There is now a permanent security guard and less daylight crime. Facebook commenters have been inquiring as to New World’s security plans.
Ironically, the rise of the big new retail citadel has played its role in the scruffy incumbent’s troubles. The New World is on land acquired, in part, from the RSA, in a deal that seemed to go very poorly for the RSA. But the supermarket’s owner, Foodstuffs, did not buy the whole block, and next to the shiny new streetfront is a cluster of derelict, graffiti-covered buildings that are, basically, a crime nest.
The derelict buildings have been owned since 2022 by a company called Hobson One, which was granted consents for a grand eight-storey building early in 2023 – then tried to sell the site only four months later. The council has ordered the company to demolish one of the old buildings, deemed dangerous, but its owner, Cobe Guo, has yet to do so.
He’s a public enemy in these parts.Someone gamely suggested opposing New World’s liquor licence but didn’t get many takers. But should I buy my fancy craft beer there, or stay loyal to the local bottlestore, where the owner plays Hindu devotional chants in the morning?

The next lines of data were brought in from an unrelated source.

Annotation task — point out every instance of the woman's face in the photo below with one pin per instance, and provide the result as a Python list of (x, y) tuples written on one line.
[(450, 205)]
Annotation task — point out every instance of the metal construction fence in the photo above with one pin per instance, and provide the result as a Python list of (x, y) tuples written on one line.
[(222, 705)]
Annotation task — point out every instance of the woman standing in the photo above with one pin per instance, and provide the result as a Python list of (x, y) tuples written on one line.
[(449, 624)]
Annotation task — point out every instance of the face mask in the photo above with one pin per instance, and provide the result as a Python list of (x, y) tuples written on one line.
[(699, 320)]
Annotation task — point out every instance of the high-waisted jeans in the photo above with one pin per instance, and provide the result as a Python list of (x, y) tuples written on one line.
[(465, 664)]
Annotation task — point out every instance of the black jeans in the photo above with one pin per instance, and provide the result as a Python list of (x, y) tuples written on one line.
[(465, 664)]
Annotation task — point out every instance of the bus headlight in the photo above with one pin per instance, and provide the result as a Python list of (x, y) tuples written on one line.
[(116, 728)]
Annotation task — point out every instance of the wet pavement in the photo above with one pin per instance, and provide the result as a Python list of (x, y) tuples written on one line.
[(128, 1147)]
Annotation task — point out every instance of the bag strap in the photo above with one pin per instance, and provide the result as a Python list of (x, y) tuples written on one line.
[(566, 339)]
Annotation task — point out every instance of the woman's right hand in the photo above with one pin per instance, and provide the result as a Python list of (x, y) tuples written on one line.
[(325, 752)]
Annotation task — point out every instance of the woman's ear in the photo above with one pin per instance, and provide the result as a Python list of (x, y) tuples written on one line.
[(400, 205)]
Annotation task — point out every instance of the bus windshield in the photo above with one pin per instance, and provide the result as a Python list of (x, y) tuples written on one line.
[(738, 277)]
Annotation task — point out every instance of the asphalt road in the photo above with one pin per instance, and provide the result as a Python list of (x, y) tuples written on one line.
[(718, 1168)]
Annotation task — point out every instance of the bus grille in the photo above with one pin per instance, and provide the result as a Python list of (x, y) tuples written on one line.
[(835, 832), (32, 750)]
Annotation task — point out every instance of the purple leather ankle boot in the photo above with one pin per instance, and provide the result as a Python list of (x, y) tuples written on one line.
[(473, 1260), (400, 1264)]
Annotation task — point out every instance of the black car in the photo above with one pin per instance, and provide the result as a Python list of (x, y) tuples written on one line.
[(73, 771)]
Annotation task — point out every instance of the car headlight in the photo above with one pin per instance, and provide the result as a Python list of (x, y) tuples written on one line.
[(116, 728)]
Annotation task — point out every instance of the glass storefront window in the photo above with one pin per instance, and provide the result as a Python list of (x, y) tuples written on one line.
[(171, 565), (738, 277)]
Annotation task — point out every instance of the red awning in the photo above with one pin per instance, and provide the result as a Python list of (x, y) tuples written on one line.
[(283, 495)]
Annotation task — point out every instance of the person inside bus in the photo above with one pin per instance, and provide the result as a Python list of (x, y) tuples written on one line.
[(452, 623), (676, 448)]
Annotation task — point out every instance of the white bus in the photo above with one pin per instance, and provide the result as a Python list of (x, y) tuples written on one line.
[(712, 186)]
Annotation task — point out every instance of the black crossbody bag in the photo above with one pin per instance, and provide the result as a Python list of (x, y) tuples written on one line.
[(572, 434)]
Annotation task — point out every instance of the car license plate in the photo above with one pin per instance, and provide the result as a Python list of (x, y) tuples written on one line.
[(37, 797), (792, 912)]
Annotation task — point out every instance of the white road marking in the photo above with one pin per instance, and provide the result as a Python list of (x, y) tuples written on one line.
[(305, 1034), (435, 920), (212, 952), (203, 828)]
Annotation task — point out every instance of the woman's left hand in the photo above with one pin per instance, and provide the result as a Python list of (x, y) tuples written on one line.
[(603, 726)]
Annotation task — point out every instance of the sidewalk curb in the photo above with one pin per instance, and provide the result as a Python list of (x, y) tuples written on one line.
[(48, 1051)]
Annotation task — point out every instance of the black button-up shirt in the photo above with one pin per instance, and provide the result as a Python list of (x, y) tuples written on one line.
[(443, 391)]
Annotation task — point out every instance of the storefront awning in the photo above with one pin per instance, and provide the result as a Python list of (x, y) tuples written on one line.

Will I still have need to pop into Point Chev Fresh, the somewhat disorderly grocer I came to love so much during the pandemic that I made it the subject of my talk at an arts event on the theme “walking during lockdown”?
When we talk about the need for diversity and competition in supermarket retail, we often forget the places we can walk to; the ones small enough to have short supply chains and odd bargains that are unavailable elsewhere.
Foodstuffs has made an effort to interest us in the personal story of the chap who will be operating its Pt Chevalier business, but it’s not really the same thing.
The weather forecast is fine for opening day and we will walk eagerly past the crack den and whatever darkness it holds, or drive down into the big new car park. We might fret about the good folk who work at the Woolworths. But we’ll hold our heads high, buoyed in the knowledge that we are demonstrably a bit less crap.